Episode 40 — The Wrong Answer
The scenery through the window shifts with the sway of our shoulders touching. The train races along tracks stretching straight into summer.
The usual distance between us — which is to say, none. Shion rests her head on my shoulder. I think she might be asleep, and glance sideways — not at all. Our eyes meet head-on; I can’t look away, and we hold each other’s gaze. The collision means Shion was already looking at me, and my heart leaps at the conclusion that follows. When I try to stick a label on it — misreading, passing fancy — Shion refuses to allow it, and draws the right auxiliary line to guide me toward the correct answer.
“Your profile is lovely, Uta.”
“Wh — what’s that out of nowhere.”
Coming from Shion, who is lovely from every angle without exception.
“Just something I thought. You really are cute, aren’t you.”
And she keeps going, with no apparent awareness of her own beauty.
“I’d rather not hear that from you, of all people.”
The words escape before I can stop them.
“What do you mean?”
Shion tilts her head, genuinely at a loss.
I decide it’s better to give a compliment than to be destroyed by one, and throw it out carelessly, in a spirit of mild desperation:
“That you’re the cutest of all.”
“Why…?”
“What do you mean, why…”
I don’t think there’s a reason for finding something cute or beautiful. The only evidence I could offer would be the number of people who agree — and I happen to have neither friends nor family enough to supply that number. All I can produce is the shallowest possible answer: because that’s how I feel.
But that turned out to be the wrong answer. I’d misread the question entirely, to begin with.
Shion, as if in a daze, supplies the real question in full.
“Why — I’ve been called cute by so many people since I was small, and it never meant anything. So why does it make my heart pound so much when you say it — ?”

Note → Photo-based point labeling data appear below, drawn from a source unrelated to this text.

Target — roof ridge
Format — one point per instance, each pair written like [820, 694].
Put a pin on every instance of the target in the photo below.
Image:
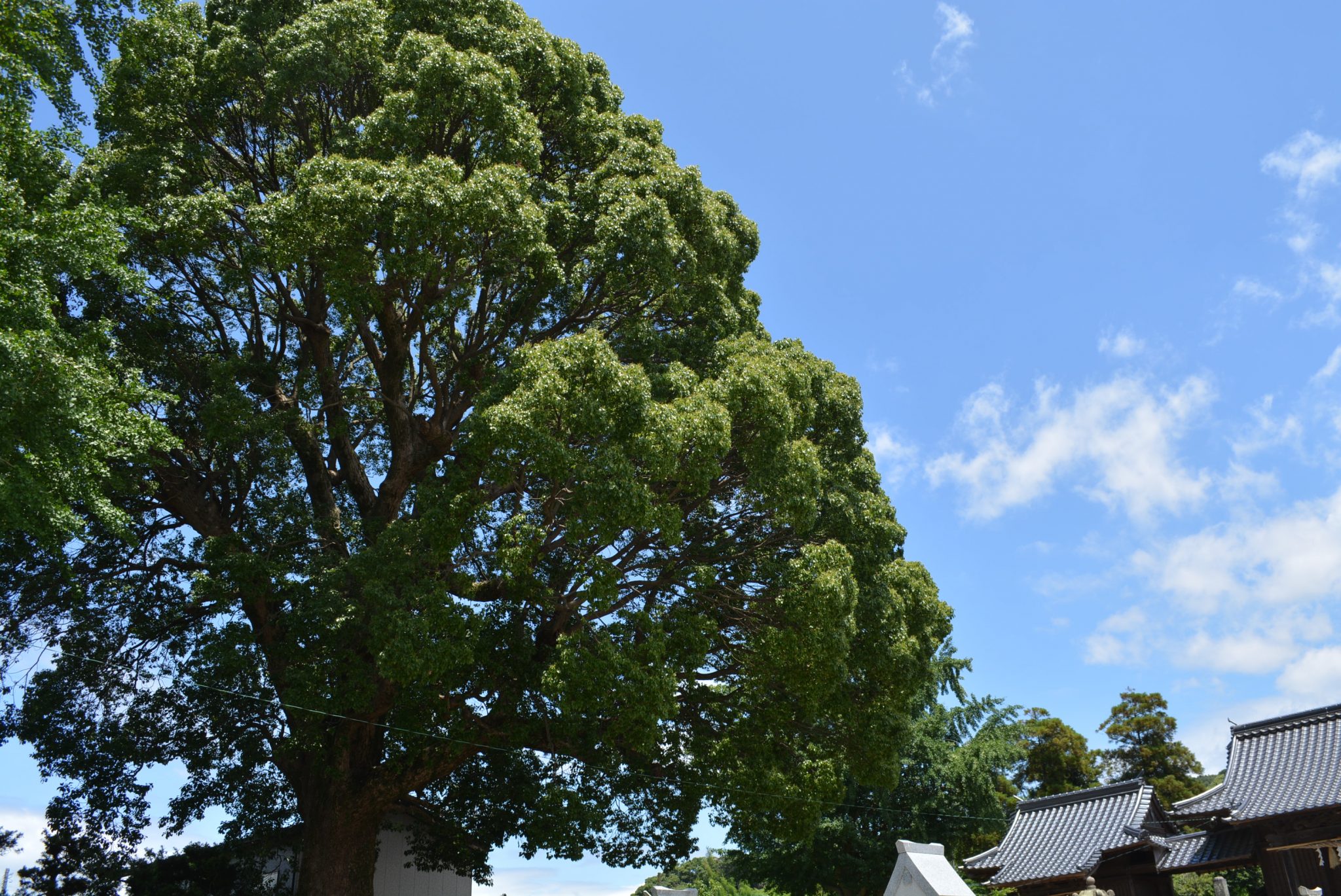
[1080, 796]
[1291, 718]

The train sways. The announcement reads out the next stop in its toneless, mechanical voice. But none of that is enough to drown out Shion’s words, or the sound of my own heartbeat.
All I can do is deflect.
“I — I don’t know. About as much as I don’t know mathematics.”
Deploying even that unsteady attempt at humour, I fight to navigate my way through this moment somehow.

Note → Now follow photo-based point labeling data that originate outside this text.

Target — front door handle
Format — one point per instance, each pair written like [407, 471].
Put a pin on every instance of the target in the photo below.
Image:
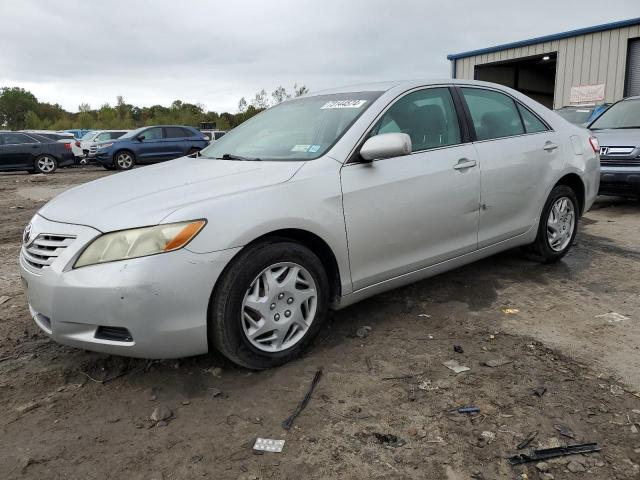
[464, 163]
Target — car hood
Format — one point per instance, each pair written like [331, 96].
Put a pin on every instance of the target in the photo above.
[618, 137]
[147, 195]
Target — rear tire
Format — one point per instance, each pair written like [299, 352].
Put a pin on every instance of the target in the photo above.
[264, 310]
[124, 160]
[45, 164]
[558, 225]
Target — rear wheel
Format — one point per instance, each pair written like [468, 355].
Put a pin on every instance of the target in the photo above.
[269, 304]
[558, 225]
[45, 164]
[123, 160]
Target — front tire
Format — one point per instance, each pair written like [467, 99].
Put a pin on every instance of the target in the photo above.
[558, 225]
[269, 304]
[124, 160]
[45, 164]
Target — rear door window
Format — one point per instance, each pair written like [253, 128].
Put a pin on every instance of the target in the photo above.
[154, 133]
[494, 114]
[532, 124]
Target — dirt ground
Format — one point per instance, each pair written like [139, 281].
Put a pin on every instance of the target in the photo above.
[72, 414]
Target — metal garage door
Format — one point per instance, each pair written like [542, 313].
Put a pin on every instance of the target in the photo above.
[633, 69]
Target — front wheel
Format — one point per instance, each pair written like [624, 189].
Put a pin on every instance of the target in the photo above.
[269, 304]
[558, 225]
[123, 160]
[45, 164]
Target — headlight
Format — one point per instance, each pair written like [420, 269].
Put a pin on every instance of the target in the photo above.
[139, 242]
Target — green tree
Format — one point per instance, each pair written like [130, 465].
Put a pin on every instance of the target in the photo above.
[15, 102]
[33, 121]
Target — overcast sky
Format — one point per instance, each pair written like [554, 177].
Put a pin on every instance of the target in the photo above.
[214, 52]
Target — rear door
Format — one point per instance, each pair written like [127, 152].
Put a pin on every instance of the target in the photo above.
[516, 149]
[176, 142]
[152, 147]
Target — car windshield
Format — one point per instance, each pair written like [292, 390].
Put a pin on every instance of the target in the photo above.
[576, 115]
[88, 135]
[624, 114]
[300, 129]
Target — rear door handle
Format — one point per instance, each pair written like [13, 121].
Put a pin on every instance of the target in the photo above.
[464, 163]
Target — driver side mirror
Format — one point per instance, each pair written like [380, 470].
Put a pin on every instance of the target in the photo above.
[386, 145]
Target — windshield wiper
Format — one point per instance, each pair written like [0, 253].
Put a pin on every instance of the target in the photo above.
[230, 156]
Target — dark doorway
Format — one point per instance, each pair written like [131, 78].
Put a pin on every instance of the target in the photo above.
[533, 76]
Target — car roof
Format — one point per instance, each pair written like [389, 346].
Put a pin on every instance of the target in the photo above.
[400, 84]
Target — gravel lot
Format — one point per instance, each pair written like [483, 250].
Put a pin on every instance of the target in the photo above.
[73, 414]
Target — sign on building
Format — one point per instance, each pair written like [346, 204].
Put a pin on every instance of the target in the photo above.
[587, 94]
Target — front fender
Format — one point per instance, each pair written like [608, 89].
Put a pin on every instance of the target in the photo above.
[311, 201]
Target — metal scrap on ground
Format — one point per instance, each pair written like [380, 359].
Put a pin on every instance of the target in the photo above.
[301, 406]
[545, 453]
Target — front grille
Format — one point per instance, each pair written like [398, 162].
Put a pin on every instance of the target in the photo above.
[43, 251]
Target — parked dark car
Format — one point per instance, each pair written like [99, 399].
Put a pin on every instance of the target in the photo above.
[33, 153]
[149, 145]
[618, 133]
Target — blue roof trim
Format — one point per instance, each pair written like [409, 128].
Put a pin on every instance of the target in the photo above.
[547, 38]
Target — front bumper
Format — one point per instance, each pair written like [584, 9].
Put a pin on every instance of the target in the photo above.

“But you weren’t failing this time. So you should be able to work it out.”
A sharp counter-thrust.
“…Cramming really doesn’t stick, does it. I was sure I’d learned it, and it’s gone in an instant.”
Not entirely a lie for this occasion alone — I genuinely don’t think I could solve the same problems right now. Even so.
“Uta, you idiot…”
Shion mutters it, disgruntled. Understandable — she put all that effort into studying with me, and now I’m telling her I’ve forgotten. I think that, which is probably not the correct answer either, and then realise I’ve never asked about Shion’s own results.
“How did your exams go, Shion?”
A question from pure, genuine curiosity — but Shion seemed to think I was changing the subject to escape the earlier topic, and expressed her displeasure by headbutting my shoulder. For an attack from Shion, it was solidly on the painful side.
Then, with an air of lingering sulk:
“Top of my class.”
“Wow — that’s incredible. Are you some kind of genius?”
The sound escaped me involuntarily.
Shion, not entirely displeased, lets out a small huff of satisfaction through her nose.
Then, over my shoulder, looking up through her lashes:
“Genius is another word I’ve heard from so many people, for so long. But when you say it, it makes me happy.”
And just like that, the conversation is steered somewhere else entirely. Whatever the topic, I notice Shion’s arrow is always pointing at me. And the troubling part is that the arrow seems large enough that I might mistake it for something it isn’t.
Probably the closeness, the quietly clinging words — all of it is the unfamiliarity of having a friend for the first time, and it’ll probably ease with time. And yet I have a feeling that if it does ease, I’ll find myself feeling something like lonely — which is tiresome.
People are difficult, after all. This tangled mess of thoughts is more than enough for one person, and that person is Shion. My head is already exhausted from the unfamiliar struggle with studying.
For now, to smooth things over — I think of a compromise that might satisfy Shion well enough, and try it.
“Cute and a genius — Shion is really something, isn’t she.”
And with that, I gently stroke the head that delivered that headbutt just moments ago. Running my fingers through the silky hair.
“Ehehe.”
And Shion lets out a sound so absurdly soft and sweet it makes me blink — and presses her head further into my hand, asking for more.
And so, until the moment we parted ways — I kept running my fingers gently through silver hair that caught the sunlight and glittered.